Il trend più significativo riguarda le estati, con +0.6 ogni dieci anni. Dunque il segnale c’è, soprattutto se guardiamo agli indici legati agli estremi di caldo. A partire dal Duemila le differenze tra gli indici estremi e il valore medio sono spesso superiori alla media. A partire dal 2022 questi valori estremi hanno infine toccato il valore record.

Chiaramente fare allarmismo e dire che stiamo tutti morendo non è la soluzione. Ma non si possono ignorare i segnali. L’importante è sapere che qualcosa si può fare, iniziando con il rispettare gli accordi per la riduzione delle emissioni.

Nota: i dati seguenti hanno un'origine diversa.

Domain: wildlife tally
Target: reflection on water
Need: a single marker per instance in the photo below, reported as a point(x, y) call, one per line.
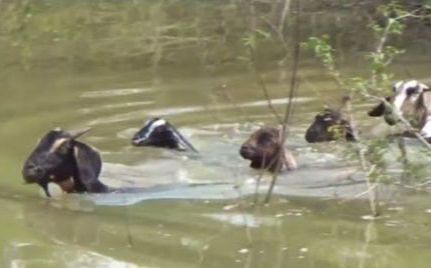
point(194, 210)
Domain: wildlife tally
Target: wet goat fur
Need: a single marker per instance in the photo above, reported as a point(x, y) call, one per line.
point(59, 158)
point(329, 125)
point(263, 149)
point(158, 132)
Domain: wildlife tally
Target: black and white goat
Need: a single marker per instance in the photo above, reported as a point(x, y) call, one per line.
point(158, 132)
point(412, 101)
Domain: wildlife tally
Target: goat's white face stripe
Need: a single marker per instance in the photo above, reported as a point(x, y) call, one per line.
point(153, 126)
point(426, 129)
point(401, 88)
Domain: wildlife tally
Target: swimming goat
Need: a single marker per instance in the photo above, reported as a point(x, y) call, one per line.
point(329, 125)
point(265, 151)
point(410, 100)
point(158, 132)
point(59, 158)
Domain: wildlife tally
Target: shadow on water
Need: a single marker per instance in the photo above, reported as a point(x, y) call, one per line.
point(194, 210)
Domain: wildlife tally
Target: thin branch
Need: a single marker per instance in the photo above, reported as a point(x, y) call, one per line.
point(292, 90)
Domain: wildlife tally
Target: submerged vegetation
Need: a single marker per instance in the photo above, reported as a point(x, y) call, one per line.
point(279, 48)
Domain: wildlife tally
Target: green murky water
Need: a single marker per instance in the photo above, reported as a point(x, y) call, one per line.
point(312, 222)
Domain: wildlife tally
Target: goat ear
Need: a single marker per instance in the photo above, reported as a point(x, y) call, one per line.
point(289, 161)
point(425, 87)
point(378, 110)
point(89, 164)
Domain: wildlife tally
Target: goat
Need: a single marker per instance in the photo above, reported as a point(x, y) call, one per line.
point(160, 133)
point(59, 158)
point(411, 100)
point(264, 150)
point(329, 125)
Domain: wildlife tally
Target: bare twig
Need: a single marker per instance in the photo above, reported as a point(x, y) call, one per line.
point(292, 90)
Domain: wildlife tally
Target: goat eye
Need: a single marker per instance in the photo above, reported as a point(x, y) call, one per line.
point(411, 90)
point(63, 149)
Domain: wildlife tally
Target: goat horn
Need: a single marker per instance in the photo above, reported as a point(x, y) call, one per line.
point(77, 133)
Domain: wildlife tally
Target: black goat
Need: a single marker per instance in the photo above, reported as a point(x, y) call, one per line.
point(59, 158)
point(328, 126)
point(158, 132)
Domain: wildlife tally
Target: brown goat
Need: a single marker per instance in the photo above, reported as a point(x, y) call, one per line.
point(265, 151)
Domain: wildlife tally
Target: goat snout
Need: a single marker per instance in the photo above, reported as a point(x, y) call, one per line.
point(32, 172)
point(246, 151)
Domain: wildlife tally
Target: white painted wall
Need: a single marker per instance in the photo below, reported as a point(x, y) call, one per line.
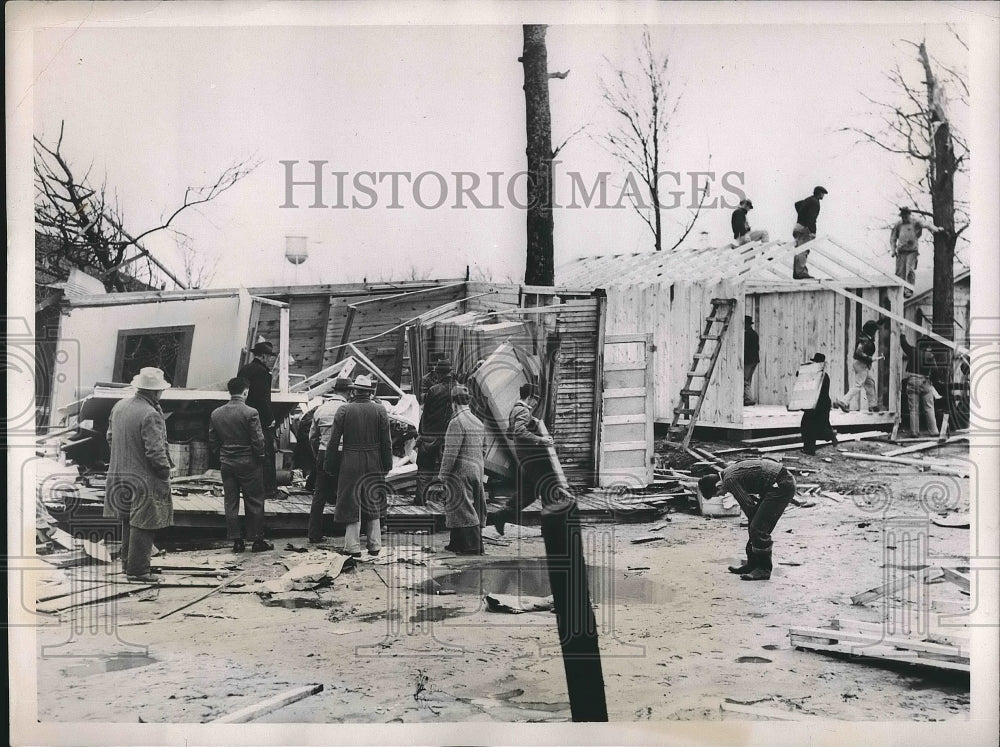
point(220, 329)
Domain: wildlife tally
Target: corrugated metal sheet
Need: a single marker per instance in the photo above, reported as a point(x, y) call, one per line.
point(770, 262)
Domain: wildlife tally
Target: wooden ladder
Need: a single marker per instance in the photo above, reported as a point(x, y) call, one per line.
point(693, 398)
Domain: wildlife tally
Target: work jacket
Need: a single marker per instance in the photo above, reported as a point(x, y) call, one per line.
point(138, 481)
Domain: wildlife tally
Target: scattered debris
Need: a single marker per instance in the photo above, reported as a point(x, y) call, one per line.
point(516, 604)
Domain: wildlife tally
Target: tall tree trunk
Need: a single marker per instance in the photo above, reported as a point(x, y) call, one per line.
point(539, 266)
point(942, 186)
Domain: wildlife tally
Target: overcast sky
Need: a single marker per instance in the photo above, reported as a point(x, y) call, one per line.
point(157, 109)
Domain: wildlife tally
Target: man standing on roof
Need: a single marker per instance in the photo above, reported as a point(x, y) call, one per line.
point(751, 357)
point(325, 490)
point(903, 242)
point(862, 388)
point(816, 422)
point(763, 488)
point(258, 373)
point(532, 455)
point(806, 213)
point(741, 226)
point(234, 432)
point(138, 483)
point(434, 420)
point(361, 466)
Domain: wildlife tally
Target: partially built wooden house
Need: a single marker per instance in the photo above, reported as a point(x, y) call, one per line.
point(667, 296)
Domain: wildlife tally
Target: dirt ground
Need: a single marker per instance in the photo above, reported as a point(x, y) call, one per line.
point(679, 634)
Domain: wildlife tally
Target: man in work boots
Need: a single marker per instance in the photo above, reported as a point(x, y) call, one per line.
point(138, 482)
point(325, 490)
point(258, 373)
point(763, 488)
point(434, 420)
point(806, 213)
point(234, 431)
point(532, 457)
point(903, 241)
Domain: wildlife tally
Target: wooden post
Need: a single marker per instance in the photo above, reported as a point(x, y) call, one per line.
point(574, 615)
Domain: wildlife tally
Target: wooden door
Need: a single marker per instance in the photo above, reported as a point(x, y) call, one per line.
point(626, 445)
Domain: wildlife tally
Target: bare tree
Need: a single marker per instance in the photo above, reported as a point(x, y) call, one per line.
point(917, 126)
point(540, 262)
point(644, 107)
point(89, 225)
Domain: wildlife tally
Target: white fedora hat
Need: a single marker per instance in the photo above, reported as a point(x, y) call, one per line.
point(150, 378)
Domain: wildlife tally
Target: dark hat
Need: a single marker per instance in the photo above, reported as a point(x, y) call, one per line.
point(364, 382)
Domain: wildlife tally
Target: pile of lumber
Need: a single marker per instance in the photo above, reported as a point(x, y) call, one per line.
point(872, 641)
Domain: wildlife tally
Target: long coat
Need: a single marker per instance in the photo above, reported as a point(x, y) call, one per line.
point(360, 469)
point(138, 482)
point(462, 471)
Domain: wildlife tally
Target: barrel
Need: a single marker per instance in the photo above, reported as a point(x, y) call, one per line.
point(199, 457)
point(180, 455)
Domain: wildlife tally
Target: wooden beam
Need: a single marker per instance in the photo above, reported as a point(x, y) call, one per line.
point(250, 713)
point(896, 318)
point(891, 587)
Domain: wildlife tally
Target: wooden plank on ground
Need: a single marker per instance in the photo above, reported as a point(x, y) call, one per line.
point(250, 713)
point(959, 579)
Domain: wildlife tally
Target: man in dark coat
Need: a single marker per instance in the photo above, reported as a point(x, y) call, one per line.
point(816, 422)
point(806, 213)
point(360, 468)
point(325, 489)
point(763, 488)
point(430, 434)
point(234, 432)
point(532, 453)
point(751, 357)
point(258, 373)
point(461, 476)
point(138, 483)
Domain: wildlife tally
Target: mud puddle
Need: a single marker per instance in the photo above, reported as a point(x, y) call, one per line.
point(530, 577)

Si parla tanto anche delle isole di calore urbano. Sappiamo bene che le nostre città amplificano gli effetti del cambiamento climatico e raggiungono temperature superiori a quelli delle aree rurali. Intervenire con progetti di riforestazione urbana sarebbe importante.

Ovviamente non sono d’accordo con i negazionisti perché i dati sono evidenti. Allo stesso tempo credo che l’allarmismo rischi di levare spazio agli interventi che si possono fare. Dobbiamo prendere consapevolezza di quanto sta accadendo e agire di conseguenza”.

Crede che le persone assumano più consapevolezza dei cambiamenti climatici in estate, quando le alte temperature impattano direttamente sulla loro vita?

“Gli effetti si vedono anche in inverno, quando fa troppo caldo e nelle aree di montagna non nevica. Anche perché se la neve è esigua diminuiscono anche le risorse idriche disponibili. Le persone che vivono di turismo di montagna, ad esempio, si accorgono bene del problema.

Quando poi accadono fenomeni avversi come gli alluvioni – penso all’Emilia Romagna, alle Marche e a Ischia – si torna a parlare di cambiamento climatico. Probabilmente però bisogna lavorare ancora molto per diffondere consapevolezza e favorire l’assunzione di comportamenti diversi e responsabili. Conoscendo quello che sta succedendo si deve agire, mettendo in sicurezza il territorio. Ma non solo: si può fare molto per favorire l’assunzione di una nuova mentalità da parte di tutti”.

Sono già disponibili alcune proiezioni per il 2023?

“Noi non effettuiamo collezione di dati in tempo reale, ma riceviamo dati mensili dalle reti di monitoraggio. Ad oggi, vedendo i dati fino a giugno, sappiamo che il 2023 è il quarto anno più caldo dal 1961. Una valutazione finale, tuttavia, si potrà fare solo a fine anno”.